At first, Mohammed was one of many South-Asian students in his class. Since then, he’s watched the international-student population dwindle. His first-semester programming classes were packed with as many as 60 students, many of them international.
Now, some of the upper-level classes in the same major don’t have enough students to be taught, and Mohammed said he is struggling to recruit enough students to lead the computer-science club after he graduates.
According to West, at Fresno State, Webster isn’t the only university dealing with high transfer rates for international undergraduates. It’s become such a common problem that the U.S. Department of Homeland Security proposed a rule in September that would require all international students to complete at least one year of their degree before they are allowed to transfer. (That rule would also impose fixed expiration dates on how long students are allowed to stay in the country, a change many education advocates oppose.)

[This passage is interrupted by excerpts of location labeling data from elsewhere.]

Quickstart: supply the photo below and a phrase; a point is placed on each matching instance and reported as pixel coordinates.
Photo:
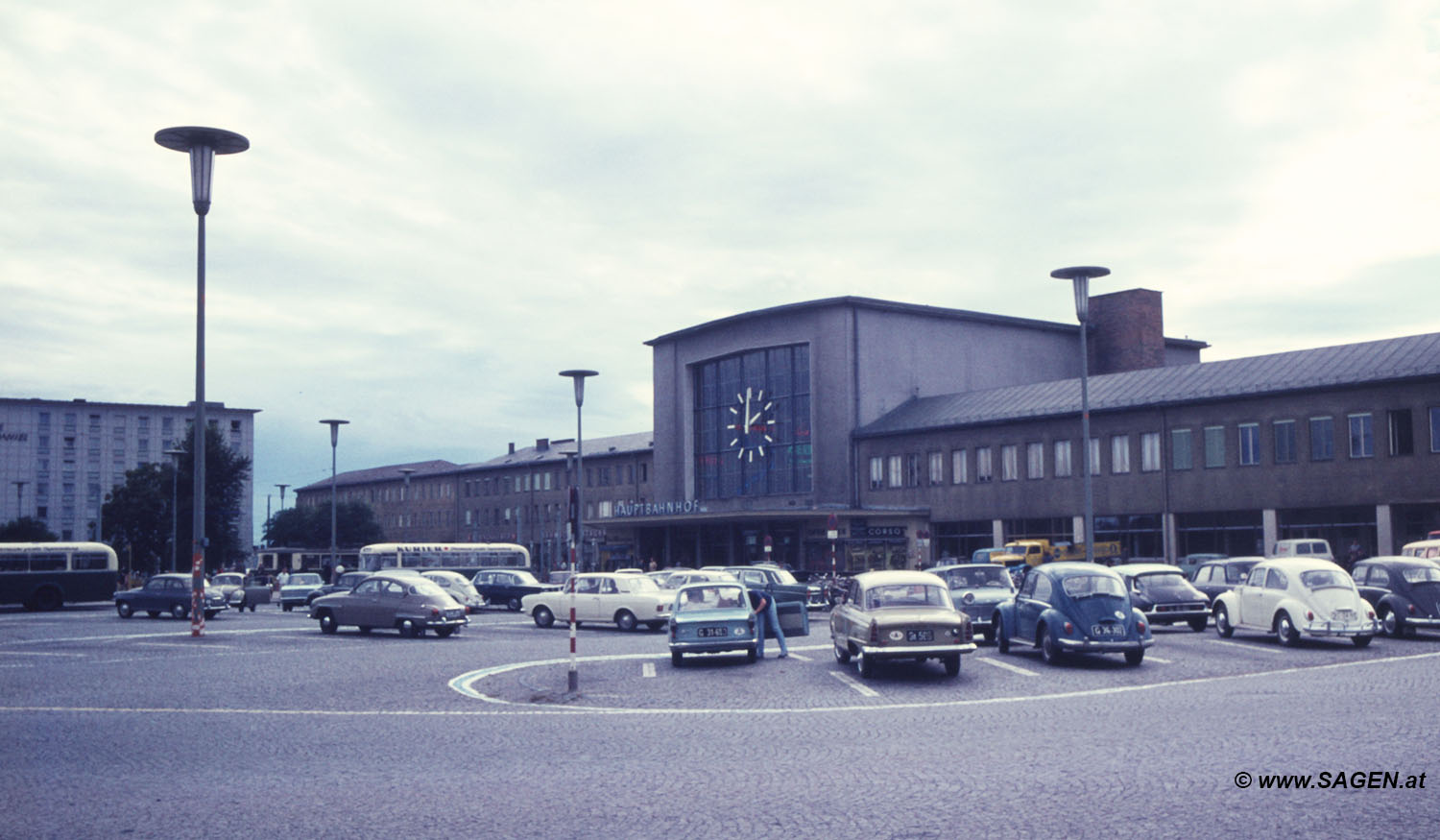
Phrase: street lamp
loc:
(202, 144)
(334, 439)
(1079, 276)
(578, 519)
(175, 503)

Blazer, Webster’s enrollment manager, echoed West’s point about retention. “That actually is happening across the U.S., not just at Webster,” she said. “I don’t think it [has] anything to do with, ‘Oh, Webster’s easy to get a visa.’”
Dangol argues that Webster does stand out because of its reputation among many South Asian students as being the easiest path to a visa. “Everyone in Nepal applies through Webster University,” he said.
Though Webster’s financial turnaround shows initial promise, Keane, the president, said the university is making changes in how it recruits international students to try to fix the undergraduate-retention problems.
Keane hopes to move toward a “more surgical, more informed recruitment process” that aligns what Webster offers with what international students actually want. A better system wouldn’t just “fill the pipeline,” he said, but would “find students that are enthused about what it is that’s different about Webster.”
According to Thapa, Webster stopped working with InUni in October. Thapa said he didn’t know why; the decision was made above his level.
Blazer would not confirm that Webster had cut ties with GUS, InUni’s parent company, but said the university is continually evaluating its partnerships with recruitment companies and ends contracts with agencies that don’t accurately represent Webster.
Keane acknowledged another potential barrier for Webster’s strategy: The Trump administration is imposing fresh restrictions on international students’ entry into the United States.
Amid the government’s added scrutiny, the number of new international students in the United States fell an estimated 17 percent this fall. At Webster, the drop was more pronounced. More than 30 percent fewer international students are at the St. Louis campus this year: 1,808 compared to 2,646 last fall. The most substantial loss of international students was among graduate students, who historically have nearly equaled the number of undergraduates at Webster.
Other measures indicate that international enrollment will continue to fall. New data from the Common App shows that fewer international undergraduates, especially those from India, are applying to U.S. institutions for the next academic year.
West, of Fresno State, said that going all in on international-student recruitment to the point that a university’s budget depends on the income is risky for any institution, especially with the Trump administration’s policies. “They’re subject to the volatility of this environment where the readiness of this many students to come to Webster might not be the same one or two years down the line,” he said.
Despite the headwinds, Keane said the university is doubling down on international enrollment. He hopes Webster can adapt more easily than some peer institutions because the university’s international reach gives it some flexibility. Students who have a hard time getting a U.S. visa could opt to study, for example, at Webster’s Uzbekistan campus.
He is optimistic that the university’s finances will continue to improve.
“If some of the policy changes that have cascading impacts on us don’t hurt us dramatically, then I think we have a robust future,” Keane said. “I think it’s a bright horizon.”